The “reproducibility crisis” has really benefited some sectors of science journalism, as there is less credulous amplification of spurious results. That being said, motivated reasoning is powerful. They “want to believe.”
So when I saw this piece in Quartz, Highly motivated kids have a greater advantage in life than kids with a high IQ, I immediately scanned for what I usually look for, and found it:
Over the next four decades, the Gottfrieds and several colleagues collected a staggering trove of data on the study participants, yielding important insights into working parents, temperament, and other topics. Researchers collected information about participants from parents, teachers and transcripts, tested their IQ and motivation levels,and even visited their homes. In all, the Fullerton Longitudinal Study has amassed an estimated 18,000 pieces of information on each of the remaining 107 participants. “It’s our life’s work,” says Allen cheerfully. “We’ll take it to our grave.”
107 participants.

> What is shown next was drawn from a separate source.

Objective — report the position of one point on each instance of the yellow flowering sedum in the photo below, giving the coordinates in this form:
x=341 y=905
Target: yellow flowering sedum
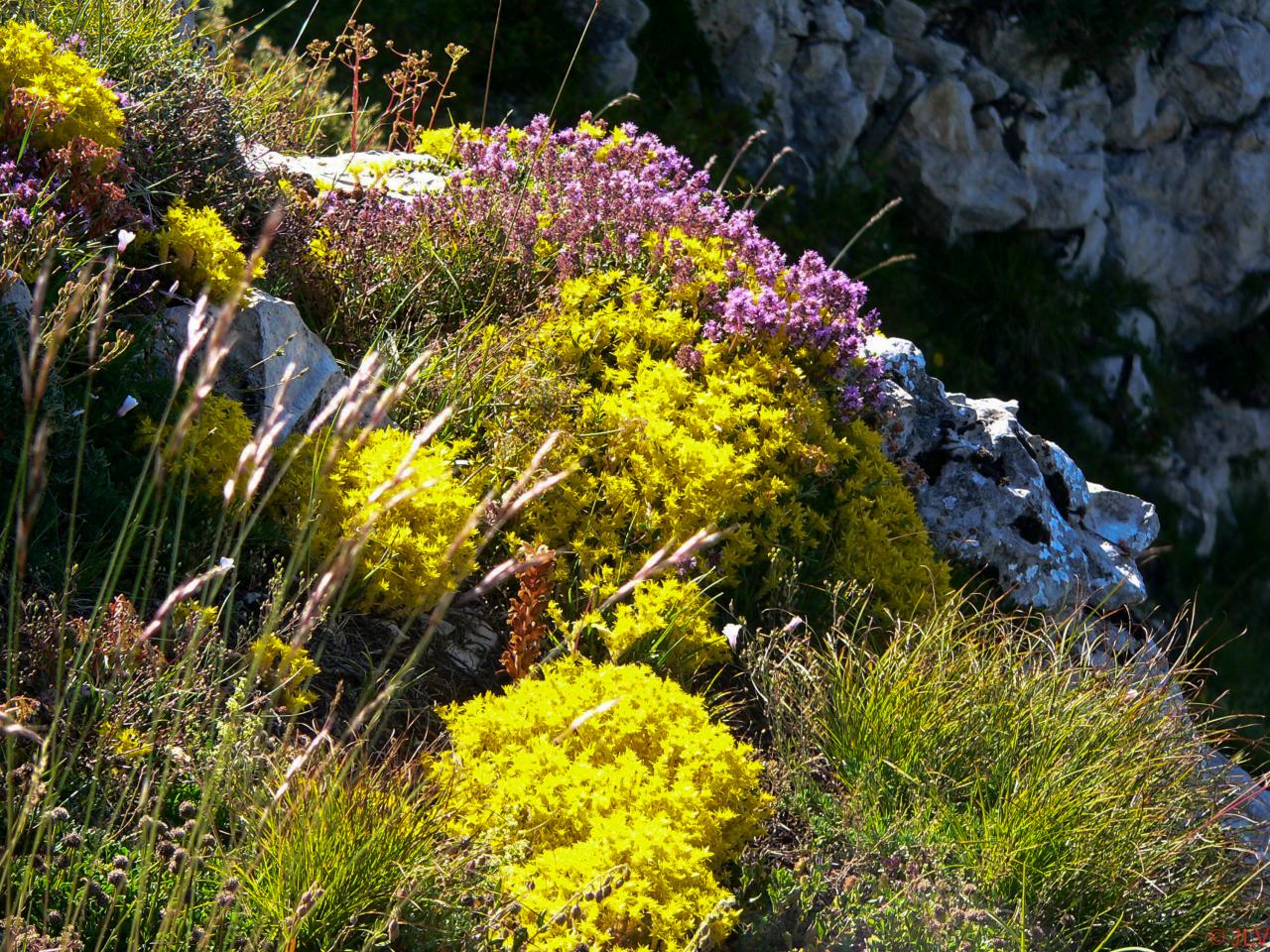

Lots of information huh? Things that make you go hm….. Also, 19% of the children had IQs of 130 or above. About 2% of the population has an IQ at this level. The sample size was relatively small, and the sample was very unrepresentative.
This doesn’t mean that there aren’t real results in these data. But I don’t think they warrant the fanfare in the title, except for the fact that people want a silver bullet that will abolish social inequality.

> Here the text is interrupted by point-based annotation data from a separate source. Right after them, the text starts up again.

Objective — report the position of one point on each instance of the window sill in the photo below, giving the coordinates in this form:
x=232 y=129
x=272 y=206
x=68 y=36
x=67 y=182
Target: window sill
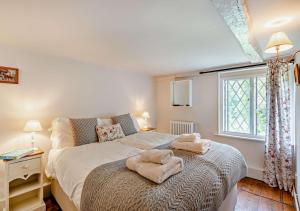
x=240 y=137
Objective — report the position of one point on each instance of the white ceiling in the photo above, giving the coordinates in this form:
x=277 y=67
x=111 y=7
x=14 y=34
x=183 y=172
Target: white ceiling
x=151 y=36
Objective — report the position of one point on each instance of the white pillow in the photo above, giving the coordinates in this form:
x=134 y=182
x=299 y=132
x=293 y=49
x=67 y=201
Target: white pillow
x=104 y=122
x=62 y=133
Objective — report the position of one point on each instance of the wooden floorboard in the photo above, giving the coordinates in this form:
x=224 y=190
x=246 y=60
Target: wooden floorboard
x=253 y=195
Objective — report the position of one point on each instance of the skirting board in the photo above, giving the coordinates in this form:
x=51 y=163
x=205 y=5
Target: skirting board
x=255 y=173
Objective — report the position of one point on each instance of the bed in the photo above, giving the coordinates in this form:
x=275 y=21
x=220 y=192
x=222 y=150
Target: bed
x=69 y=171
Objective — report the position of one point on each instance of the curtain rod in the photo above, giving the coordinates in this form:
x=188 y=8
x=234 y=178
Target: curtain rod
x=238 y=67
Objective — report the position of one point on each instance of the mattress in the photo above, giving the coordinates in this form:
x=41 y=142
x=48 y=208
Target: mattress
x=70 y=166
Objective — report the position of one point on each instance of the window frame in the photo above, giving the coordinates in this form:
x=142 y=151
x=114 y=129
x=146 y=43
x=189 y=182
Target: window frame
x=241 y=74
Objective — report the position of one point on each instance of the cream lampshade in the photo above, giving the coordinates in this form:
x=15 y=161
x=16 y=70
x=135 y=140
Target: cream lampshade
x=278 y=42
x=33 y=126
x=146 y=116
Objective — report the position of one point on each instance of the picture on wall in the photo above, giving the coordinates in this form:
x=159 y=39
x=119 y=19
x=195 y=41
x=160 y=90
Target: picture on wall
x=297 y=74
x=9 y=75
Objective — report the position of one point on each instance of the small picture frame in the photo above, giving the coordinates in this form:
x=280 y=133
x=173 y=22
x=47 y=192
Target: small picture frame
x=297 y=74
x=9 y=75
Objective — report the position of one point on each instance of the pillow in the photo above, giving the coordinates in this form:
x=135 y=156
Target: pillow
x=84 y=130
x=62 y=134
x=126 y=123
x=109 y=133
x=104 y=122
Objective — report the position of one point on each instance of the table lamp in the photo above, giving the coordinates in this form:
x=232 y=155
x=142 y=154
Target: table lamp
x=33 y=126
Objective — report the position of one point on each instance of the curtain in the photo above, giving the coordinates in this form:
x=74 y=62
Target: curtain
x=278 y=165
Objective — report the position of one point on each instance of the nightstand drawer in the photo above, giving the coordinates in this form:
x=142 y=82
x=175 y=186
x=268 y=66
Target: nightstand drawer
x=24 y=169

Even the text itself doesn’t justify the title at all (to be fair, usually headline writers differ from the persons writing the text of a piece): “[Motivation] in itself is accounting for a certain amount of variance in achievement that goes above and beyond IQ….” That is, they don’t even say it accounts for more of the variance, only that there is variance that isn’t accounted for by IQ (which everyone already agreed upon).
Finally, I’ve spent my life around highly educated and intelligent people a bit perplexed and befuddled by my diverse interests. This includes in academia. So I can see that there is a difference between people for whom learning is a means to a professional and social ends, and for those whom learning is the ends. I suspect the ancients could have told you this!